Seulement 13 % des participants ont visité un seul de ces sites au cours de la période de quatre semaines, et ces visites ne représentaient que 3 % de toutes les navigations liées à la santé.
Mais l’exposition était fortement concentrée sur un petit groupe de personnes. Les 10 % de participants les plus riches représentaient plus des trois quarts de toutes les visites dans des sites de santé peu crédibles.
Étant donné que les personnes âgées ont plus de problèmes de santé et prennent davantage de décisions médicales, elles ont tendance à passer plus de temps à rechercher des informations sur la santé en ligne.

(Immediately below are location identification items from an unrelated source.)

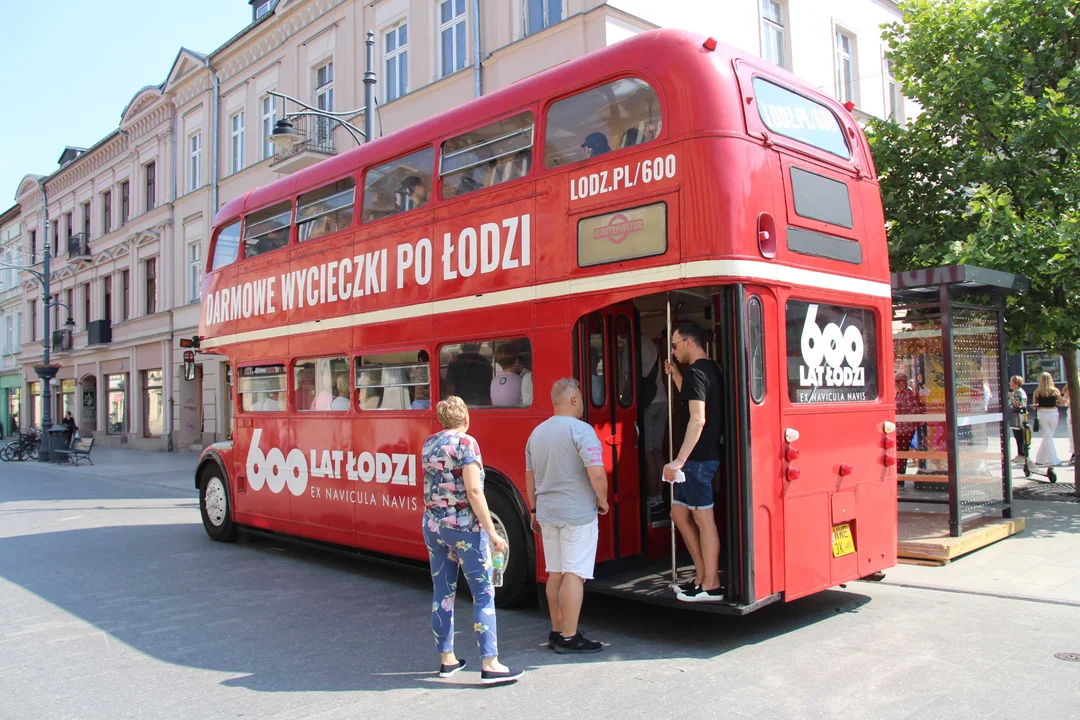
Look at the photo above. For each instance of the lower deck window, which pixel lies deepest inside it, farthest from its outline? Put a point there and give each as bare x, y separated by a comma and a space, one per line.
393, 381
261, 389
489, 374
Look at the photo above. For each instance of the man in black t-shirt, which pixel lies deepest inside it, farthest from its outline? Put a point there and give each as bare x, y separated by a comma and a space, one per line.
698, 439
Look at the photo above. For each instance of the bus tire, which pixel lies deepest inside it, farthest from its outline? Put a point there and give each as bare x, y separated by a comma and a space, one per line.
215, 505
520, 578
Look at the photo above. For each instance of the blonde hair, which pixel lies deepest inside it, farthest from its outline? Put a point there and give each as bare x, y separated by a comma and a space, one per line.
1047, 388
453, 412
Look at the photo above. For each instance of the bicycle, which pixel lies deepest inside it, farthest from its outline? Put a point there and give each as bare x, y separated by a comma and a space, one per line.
26, 446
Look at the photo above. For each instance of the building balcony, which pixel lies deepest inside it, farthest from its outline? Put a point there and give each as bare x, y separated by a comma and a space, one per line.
79, 246
314, 143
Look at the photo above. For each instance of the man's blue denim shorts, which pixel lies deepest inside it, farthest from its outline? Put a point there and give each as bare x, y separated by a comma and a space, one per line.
697, 491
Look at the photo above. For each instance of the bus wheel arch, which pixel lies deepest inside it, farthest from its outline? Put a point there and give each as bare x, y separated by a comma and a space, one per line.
510, 512
215, 503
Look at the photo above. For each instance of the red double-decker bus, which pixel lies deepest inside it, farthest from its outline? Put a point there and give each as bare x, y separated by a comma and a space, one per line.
553, 229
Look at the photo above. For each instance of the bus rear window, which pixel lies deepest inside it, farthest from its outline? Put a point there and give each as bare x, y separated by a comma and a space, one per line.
267, 229
227, 245
794, 116
619, 114
832, 353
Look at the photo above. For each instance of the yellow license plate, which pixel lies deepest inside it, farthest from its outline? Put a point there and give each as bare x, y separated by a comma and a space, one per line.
842, 542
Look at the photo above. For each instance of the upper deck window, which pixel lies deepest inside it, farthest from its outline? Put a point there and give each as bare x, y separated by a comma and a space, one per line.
326, 209
227, 245
616, 116
267, 229
794, 116
483, 158
399, 186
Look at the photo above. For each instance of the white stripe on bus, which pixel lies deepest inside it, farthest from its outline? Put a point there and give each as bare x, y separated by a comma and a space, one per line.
710, 269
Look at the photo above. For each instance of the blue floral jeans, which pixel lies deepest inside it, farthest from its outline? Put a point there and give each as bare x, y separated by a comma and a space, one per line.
448, 549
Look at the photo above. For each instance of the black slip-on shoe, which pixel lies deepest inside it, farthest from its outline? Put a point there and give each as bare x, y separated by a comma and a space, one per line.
579, 643
500, 677
447, 670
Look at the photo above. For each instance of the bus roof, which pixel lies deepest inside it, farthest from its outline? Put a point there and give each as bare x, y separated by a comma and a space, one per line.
677, 59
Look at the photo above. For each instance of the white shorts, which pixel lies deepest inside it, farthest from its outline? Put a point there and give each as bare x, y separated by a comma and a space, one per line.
570, 547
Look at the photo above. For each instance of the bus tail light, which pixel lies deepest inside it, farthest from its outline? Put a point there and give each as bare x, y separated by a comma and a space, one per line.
766, 235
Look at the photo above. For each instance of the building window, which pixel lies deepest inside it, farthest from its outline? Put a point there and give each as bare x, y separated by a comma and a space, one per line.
324, 100
151, 195
194, 271
845, 67
451, 36
107, 282
151, 286
125, 204
394, 381
491, 374
194, 145
106, 212
261, 389
125, 293
773, 42
395, 54
153, 409
541, 13
321, 384
117, 421
894, 100
269, 120
85, 306
237, 130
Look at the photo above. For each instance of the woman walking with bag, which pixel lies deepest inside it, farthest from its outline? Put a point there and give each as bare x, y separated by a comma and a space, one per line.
459, 532
1047, 398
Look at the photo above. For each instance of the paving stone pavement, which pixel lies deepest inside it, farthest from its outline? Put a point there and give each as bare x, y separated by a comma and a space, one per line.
113, 603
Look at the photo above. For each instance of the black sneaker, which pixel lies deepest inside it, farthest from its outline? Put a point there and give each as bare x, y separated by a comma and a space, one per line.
447, 670
579, 643
715, 595
500, 677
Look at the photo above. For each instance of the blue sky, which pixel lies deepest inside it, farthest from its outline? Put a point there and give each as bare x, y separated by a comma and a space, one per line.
68, 68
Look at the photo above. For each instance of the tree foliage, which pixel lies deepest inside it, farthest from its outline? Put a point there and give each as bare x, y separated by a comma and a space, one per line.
988, 174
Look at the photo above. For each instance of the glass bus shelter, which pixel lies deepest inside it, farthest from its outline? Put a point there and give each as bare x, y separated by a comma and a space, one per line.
952, 390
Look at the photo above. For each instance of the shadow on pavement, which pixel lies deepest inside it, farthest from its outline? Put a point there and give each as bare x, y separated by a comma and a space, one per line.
288, 619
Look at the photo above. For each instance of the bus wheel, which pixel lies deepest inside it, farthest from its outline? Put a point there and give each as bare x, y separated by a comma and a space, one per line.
518, 580
214, 503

Il s’ensuivrait naturellement qu’ils seraient plus susceptibles d’être exposés à des informations médicales erronées. Les chercheurs ont donc examiné les ratios de visites impliquant des informations peu crédibles. Ils ont constaté que ces ratios étaient beaucoup plus élevés pour les personnes âgées.
« La plupart des gens ne visitent pas ce genre de sites Web », a souligné Lyons. « Les visites sont globalement assez rares, mais le type de schémas que nous avons observés dans de nombreuses études de données de trace ont tendance à se reproduire ici. Ce sont les personnes âgées, en particulier, celles qui consomment davantage d'informations partisanes de droite. Nous ne ferions pas nécessairement l'hypothèse d'une telle chose dès le départ. »
Comment les internautes se retrouvent sur des sites Web contenant des informations peu crédibles
Cet aspect des résultats a surpris l'équipe de Lyons, qui a exploré les sites de « référence », ceux qui dirigeaient l'utilisateur vers des URL contenant des informations de santé peu crédibles, pour voir ce qui générait ce trafic.
« Est-ce que les gens effectuent une recherche sur Google ou sont-ils référés via Facebook ? Nous ne voyons pas vraiment cela dans ces données », a déclaré Lyons. « Nous ne voyons pas non plus de personnes être référées par les médias d'information partisans, même s'il s'agit d'une corrélation. Ce que nous avons découvert, du moins dans les données de référence, c'est qu'il s'agit d'un type de chose plus insulaire. Ils les visitent parce qu'ils visitent d'autres sites peu crédibles, ils cliquent dessus et ils passent plus de temps sur ces sites. Ils y accèdent directement. »
Dans une autre découverte, l’équipe a découvert que les personnes qui croyaient déjà à de fausses allégations de santé ou qui avaient des opinions plus conspiratrices étaient plus susceptibles de rencontrer des contenus douteux sur la santé, ce qui indique que l’exposition n’est pas aléatoire.
Cette étude suggère qu'améliorer les environnements d'information sur la santé en ligne et aider les gens à mieux évaluer ce qu'ils rencontrent peut être particulièrement important pour les personnes âgées. Dans le même temps, les résultats montrent qu’il ne s’agit pas simplement d’un problème de « désinformation sur la santé », mais plutôt de quelque chose lié à des modèles plus larges de navigation sur Internet, ce qui rend les solutions plus complexes.